薛放昂起脖子,他的小猫已经抠开了窗户,趴在窗沿,伸着头忧虑俯视着他。
“一说话就要赶我走吗?”薛放调笑着。
“你会感冒的。”以缪寻的十倍目力,能看清向导不易察觉的肌肉收缩,装得再淡定,还是在悄悄打哆嗦。
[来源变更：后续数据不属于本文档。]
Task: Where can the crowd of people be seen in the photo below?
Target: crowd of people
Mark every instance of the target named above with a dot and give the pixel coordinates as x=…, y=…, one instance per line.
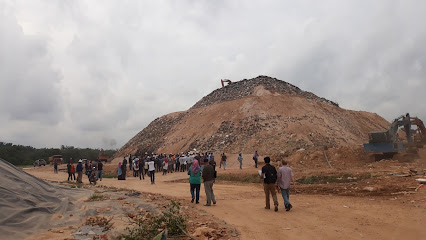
x=197, y=166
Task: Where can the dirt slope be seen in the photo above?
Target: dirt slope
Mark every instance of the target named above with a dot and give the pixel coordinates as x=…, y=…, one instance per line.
x=269, y=115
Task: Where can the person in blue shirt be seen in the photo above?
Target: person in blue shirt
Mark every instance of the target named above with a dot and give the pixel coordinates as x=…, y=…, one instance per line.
x=79, y=171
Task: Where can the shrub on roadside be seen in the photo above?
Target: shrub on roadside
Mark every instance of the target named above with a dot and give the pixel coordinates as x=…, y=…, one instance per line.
x=150, y=225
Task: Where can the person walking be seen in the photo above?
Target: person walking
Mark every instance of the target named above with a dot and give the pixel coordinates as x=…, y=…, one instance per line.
x=55, y=166
x=223, y=161
x=195, y=181
x=120, y=172
x=240, y=159
x=141, y=168
x=136, y=167
x=151, y=170
x=285, y=177
x=69, y=171
x=146, y=166
x=165, y=166
x=100, y=170
x=255, y=158
x=80, y=171
x=208, y=178
x=269, y=176
x=72, y=171
x=124, y=167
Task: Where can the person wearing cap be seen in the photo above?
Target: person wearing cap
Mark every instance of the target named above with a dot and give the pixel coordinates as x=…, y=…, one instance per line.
x=208, y=178
x=240, y=159
x=285, y=177
x=269, y=176
x=79, y=171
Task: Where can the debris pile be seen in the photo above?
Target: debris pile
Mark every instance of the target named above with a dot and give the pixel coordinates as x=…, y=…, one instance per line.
x=263, y=114
x=246, y=87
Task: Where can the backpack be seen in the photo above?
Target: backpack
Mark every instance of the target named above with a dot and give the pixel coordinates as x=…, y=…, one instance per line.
x=272, y=177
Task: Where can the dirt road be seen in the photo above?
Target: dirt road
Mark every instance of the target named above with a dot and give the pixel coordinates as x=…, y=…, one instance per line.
x=313, y=216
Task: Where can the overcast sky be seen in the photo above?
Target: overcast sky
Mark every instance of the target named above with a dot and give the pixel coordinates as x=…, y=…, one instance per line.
x=95, y=73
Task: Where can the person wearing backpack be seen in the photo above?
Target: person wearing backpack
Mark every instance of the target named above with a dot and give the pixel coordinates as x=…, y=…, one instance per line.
x=285, y=177
x=255, y=158
x=269, y=175
x=69, y=171
x=72, y=170
x=195, y=181
x=223, y=161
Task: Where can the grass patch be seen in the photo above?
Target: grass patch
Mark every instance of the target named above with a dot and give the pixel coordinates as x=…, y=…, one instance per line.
x=147, y=226
x=100, y=221
x=324, y=179
x=108, y=176
x=96, y=197
x=251, y=178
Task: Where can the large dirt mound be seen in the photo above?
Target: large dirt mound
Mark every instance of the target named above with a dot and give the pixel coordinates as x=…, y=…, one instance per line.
x=28, y=204
x=247, y=87
x=268, y=115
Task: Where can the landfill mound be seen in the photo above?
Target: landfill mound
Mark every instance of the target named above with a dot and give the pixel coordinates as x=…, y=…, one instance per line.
x=247, y=87
x=263, y=114
x=28, y=204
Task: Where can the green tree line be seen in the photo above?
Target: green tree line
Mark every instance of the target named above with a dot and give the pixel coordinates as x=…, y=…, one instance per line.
x=26, y=155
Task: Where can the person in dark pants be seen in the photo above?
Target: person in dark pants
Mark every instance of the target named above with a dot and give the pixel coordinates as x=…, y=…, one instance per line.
x=269, y=176
x=141, y=168
x=285, y=177
x=208, y=177
x=255, y=158
x=100, y=170
x=69, y=171
x=55, y=166
x=80, y=171
x=151, y=170
x=195, y=181
x=124, y=168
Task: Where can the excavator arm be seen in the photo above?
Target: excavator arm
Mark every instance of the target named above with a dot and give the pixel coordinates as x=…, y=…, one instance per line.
x=224, y=81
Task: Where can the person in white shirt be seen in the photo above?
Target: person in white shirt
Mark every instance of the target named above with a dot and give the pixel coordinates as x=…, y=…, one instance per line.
x=285, y=177
x=151, y=170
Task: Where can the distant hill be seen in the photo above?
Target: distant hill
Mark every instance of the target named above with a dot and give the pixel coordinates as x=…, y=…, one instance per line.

他试图威胁向导:“感冒了,明天护士姐姐就不让你进来了。”
薛放垂眸,轻轻说:“我再陪你一会。”
“一会是多久?”缪寻根本不信。
“一会……就是你睡着后。”
果然。缪寻紧着声质问他:“那我不想睡,你是不是还要陪我一夜?”
薛放满眼笑意,“你是要陪我过一辈子的人,我站着陪你一夜算什么。”
深夜凛冽的空气倒灌进嗓子里,缪寻开始语无伦次:“什么,算什么……当然算……陪……不是,不,不能这样……”
“别急,慢慢说。”一紧张就结巴,薛放倒是挺喜欢他的隐藏小属性。
缪寻咽了下嗓子,窗子前只露一双眼睛,微微湿润,“我给你唱生日歌,你乖乖回去好不好?”
薛放笑得弯起眼睛,“你还学会哄人了?”
“你等一下。”缪寻消失在窗前,没几秒又回来。
薛放的终端忽然亮了,是缪寻在楼上打来的语音通讯。晚上11点52分,他接了,里边先是一阵沉默,有慌忙的呼吸声,再是一句犹豫试探的“喂……?”
“我在呢。”薛放悄悄打开了录音键。
他没想到,缪寻说的唱生日歌,是亲“口”唱。
本来说好要陪缪寻一起从零开始学说话,薛放精神域宽广,语言信息处理能力强,再稍加刺激,很快找回了流畅说话的能力。可缪寻还在磕磕绊绊摸索,以前是发音混乱,现在稍微好了一些,多少能找准调子了——
“你不许笑我。”缪寻先在精神图景里凶巴巴提醒。
“保证不笑你。”薛放已经捂住嘴巴了。
脑波交流停下,好给电波传递出的声音留出足够空白。在这不算寂静的夜晚,冻得发抖,打开猫牌留声机,拂去黑胶唱片上的灰尘,因其破损,唱针会打顿,“祝,你……生日,快……快落……”
字与字之间的换气,咬字时的犹豫和费力,不时失真,偶尔跑调,唱得并不优美,也跟婉转不沾边,却足以动人,让听者鼻头酸软。
“zu你,生,森日……快……落……”
断裂的胶片粘合起来,指针轮回旋转,一圈又一圈。
没有什么山盟海誓。
只有,小猫在努力地爱你。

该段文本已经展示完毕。